CVN, CVB. Des organisations « adultes » jouent un rôle important dans la formation de nouveaux mouvements antiguerres unitaires, en particulier le comité universitaire intersyndical qui jette un pont entre la mouvance politique du PCF et les courants d’extrême gauche émergeant dans la jeunesse (notamment mais pas uniquement diverses variétés de maoïsmes et de trotskismes). Les collectifs locaux ont une composition sociale et générationnelle mélangée. Mais les étudiants constituent le fer de lance des mobilisations. Ils impriment leur dynamisme aux deux mouvements de solidarité emblématiques des années 1967-1968, le Comité Vietnam national (CVN) fondé en novembre 1966 et les Comités Vietnam de Base (CVB) constitués en février 1967.

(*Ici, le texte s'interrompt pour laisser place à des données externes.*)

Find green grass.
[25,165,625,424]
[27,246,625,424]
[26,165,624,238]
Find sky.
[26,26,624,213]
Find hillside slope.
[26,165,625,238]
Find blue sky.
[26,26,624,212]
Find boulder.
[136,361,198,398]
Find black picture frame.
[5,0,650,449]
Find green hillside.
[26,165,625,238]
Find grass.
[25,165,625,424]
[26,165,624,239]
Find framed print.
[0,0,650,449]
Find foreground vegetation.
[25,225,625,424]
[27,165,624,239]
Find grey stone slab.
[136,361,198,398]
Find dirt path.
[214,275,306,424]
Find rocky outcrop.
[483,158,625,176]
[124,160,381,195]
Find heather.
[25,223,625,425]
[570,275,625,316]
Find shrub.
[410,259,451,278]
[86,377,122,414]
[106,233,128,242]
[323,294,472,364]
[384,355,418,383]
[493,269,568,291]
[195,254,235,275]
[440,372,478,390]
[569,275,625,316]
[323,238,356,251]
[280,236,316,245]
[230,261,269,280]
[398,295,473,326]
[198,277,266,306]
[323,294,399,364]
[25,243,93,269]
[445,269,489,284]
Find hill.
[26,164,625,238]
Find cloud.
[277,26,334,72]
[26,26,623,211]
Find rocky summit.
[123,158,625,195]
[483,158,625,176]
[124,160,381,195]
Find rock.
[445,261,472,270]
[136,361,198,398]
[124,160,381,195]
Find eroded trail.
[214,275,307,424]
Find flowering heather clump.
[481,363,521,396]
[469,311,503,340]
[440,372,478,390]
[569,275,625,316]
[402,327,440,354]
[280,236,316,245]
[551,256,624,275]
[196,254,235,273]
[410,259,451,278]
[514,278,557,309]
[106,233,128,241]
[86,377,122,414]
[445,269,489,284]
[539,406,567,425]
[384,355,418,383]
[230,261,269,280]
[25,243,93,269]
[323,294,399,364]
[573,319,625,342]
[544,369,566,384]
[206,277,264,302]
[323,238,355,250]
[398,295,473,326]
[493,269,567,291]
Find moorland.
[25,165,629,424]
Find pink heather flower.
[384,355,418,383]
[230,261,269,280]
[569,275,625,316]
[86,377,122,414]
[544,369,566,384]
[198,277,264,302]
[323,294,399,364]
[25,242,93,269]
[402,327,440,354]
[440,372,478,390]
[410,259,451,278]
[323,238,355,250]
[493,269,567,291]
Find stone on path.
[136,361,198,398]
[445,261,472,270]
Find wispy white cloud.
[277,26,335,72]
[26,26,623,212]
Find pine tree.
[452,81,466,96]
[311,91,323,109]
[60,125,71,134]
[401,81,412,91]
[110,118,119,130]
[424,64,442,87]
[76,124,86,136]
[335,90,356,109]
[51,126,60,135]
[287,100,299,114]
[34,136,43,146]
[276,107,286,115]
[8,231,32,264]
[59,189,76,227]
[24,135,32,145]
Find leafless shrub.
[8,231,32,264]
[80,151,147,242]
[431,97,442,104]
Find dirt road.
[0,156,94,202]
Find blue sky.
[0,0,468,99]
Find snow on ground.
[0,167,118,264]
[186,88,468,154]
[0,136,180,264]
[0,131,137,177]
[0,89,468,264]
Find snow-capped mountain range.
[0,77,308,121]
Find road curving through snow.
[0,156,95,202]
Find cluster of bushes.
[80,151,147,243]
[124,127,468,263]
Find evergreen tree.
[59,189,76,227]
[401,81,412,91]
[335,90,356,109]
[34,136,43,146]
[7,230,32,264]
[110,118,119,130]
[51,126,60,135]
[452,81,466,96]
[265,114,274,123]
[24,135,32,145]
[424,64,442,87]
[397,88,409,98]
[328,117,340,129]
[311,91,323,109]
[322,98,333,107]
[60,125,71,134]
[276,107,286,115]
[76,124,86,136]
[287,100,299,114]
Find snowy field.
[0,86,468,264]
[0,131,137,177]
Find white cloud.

Le CVN a l’appui de personnalités (le philosophe Jean-Paul Sartre, le physicien Alfred Kastler, le mathématicien Laurent Schwartz, l’historien Pierre Vidal-Naquet…). Il accommode un large éventail de sensibilités politiques : progressistes indépendants, compagnons de routes du PCF, divers courants d’extrême gauche (dont la Jeunesse communiste), gauche syndicale universitaire… Les CVB sont créés par l’Union des jeunesses communistes marxistes-léninistes (UJCml, l’une des principales organisations maoïstes) qui préfère constituer son « front de masse » plutôt que d’intégrer un cadre unitaire. Quant au PCF, il dirige un collectif comprenant de nombreux syndicats (la CGT) et associations (le Mouvement de la Paix), mais coupé du radicalisme des milieux étudiants et intellectuels. Le CVN prône l’unité dans la solidarité et l’impose dans la rue. Le PCF et les principaux courants maoïstes s’en gardent.
Anti-impérialisme révolutionnaire. La démesure meurtrière de l’escalade étasunienne en Indochine exprime alors la violence de la contre-révolution impérialiste. Tous les courants politiques (parfois en formation) qui « feront » Mai 68 en France s’engagent dans les activités de solidarité ; un terrain sur lequel s’est déployé toute la panoplie des actions typiques de cette époque et de « l’activisme » étudiant : travail de politisation et polémiques programmatiques ; apparat et dynamisme des défilés ; longs slogans rythmés (« Salut à vous frères vietnamiens… ») ; banderoles aux lettre de feu (« FNL vaincra ») tendues haut en travers des boulevards ; opérations spectaculaires contre les consulats saïgonnais et US, ou des firmes et des symboles de la présence états-unienne ; « accueil » militant des bâtiments de la VIe Flotte US venus mouiller dans les ports de la Côte d’Azur ; réseaux clandestins d’appui aux déserteurs américains basés en Allemagne ; participation au Tribunal Russel (présidé par Jean-Paul Sartre) ; manifestations clandestines (après leur interdiction post-juin 68)…
Le mouvement antiguerre porté par la radicalisation étudiante des années 1960 est anti-impérialiste, révolutionnaire : il ne se mobilise pas seulement pour la « paix », mais pour la victoire des luttes armées de libération dans le tiers monde. En France et dans le mouvement étudiant tout particulièrement, les références marxistes (plurielles) dominent.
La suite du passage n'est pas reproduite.